Base64 encoding / Base64 decoder

Base64 encoding schemes are commonly used when there is a need to encode binary data that needs be stored and transferred over media that are designed to deal with textual data. This is to ensure that the data remains intact without modification during transport. Base64 is used commonly in a number of applications including email via MIME, and storing complex data in XML or JSON.[1]

In computer science, Base64 is a group of binary-to-text encoding schemes that represent binary data (more specifically a sequence of 8-bit bytes) in an ASCII string format by translating it into a radix-64 representation. The term Base64 originates from a specific MIME content transfer encoding. Each non-final Base64 digit represents exactly 6 bits of data. Three 8-bit bytes (i.e., a total of 24 bits) can therefore be represented by four 6-bit Base64 digits.[2]

Common to all binary-to-text encoding schemes, Base64 is designed to carry data stored in binary formats across channels that only reliably support text content. Base64 is particularly prevalent on the World Wide Web where its uses include the ability to embed image files or other binary assets inside textual assets such as HTML and CSS files.[2]

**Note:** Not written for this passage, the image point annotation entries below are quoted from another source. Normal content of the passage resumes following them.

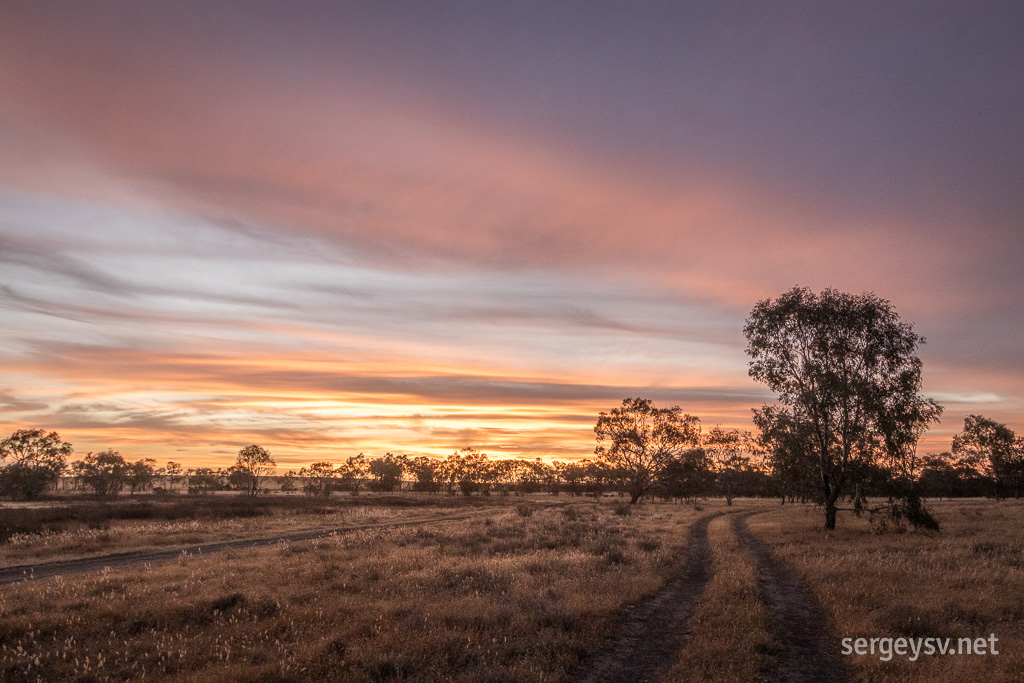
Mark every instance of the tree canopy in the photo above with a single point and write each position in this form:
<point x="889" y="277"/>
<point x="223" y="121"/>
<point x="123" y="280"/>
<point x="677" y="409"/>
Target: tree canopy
<point x="253" y="466"/>
<point x="640" y="440"/>
<point x="847" y="374"/>
<point x="37" y="459"/>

Base64 is also widely used for sending e-mail attachments. This is required because SMTP in its original form was designed to transport 7 bit ASCII characters only. This encoding causes an overhead of 33–36% (33% by the encoding itself, up to 3% more by the inserted line breaks).[2]

URL safe

Using standard Base64 in URL requires encoding of '+', '/' and '=' characters into special percent-encoded hexadecimal sequences ('+' becomes '%2B', '/' becomes '%2F' and '=' becomes '%3D'), which makes the string unnecessarily longer.

For this reason, modified Base64 for URL variants exist (such as base64url in RFC 4648), where the '+' and '/' characters of standard Base64 are respectively replaced by '-' and '_', so that using URL encoders/decoders is no longer necessary and has no impact on the length of the encoded value.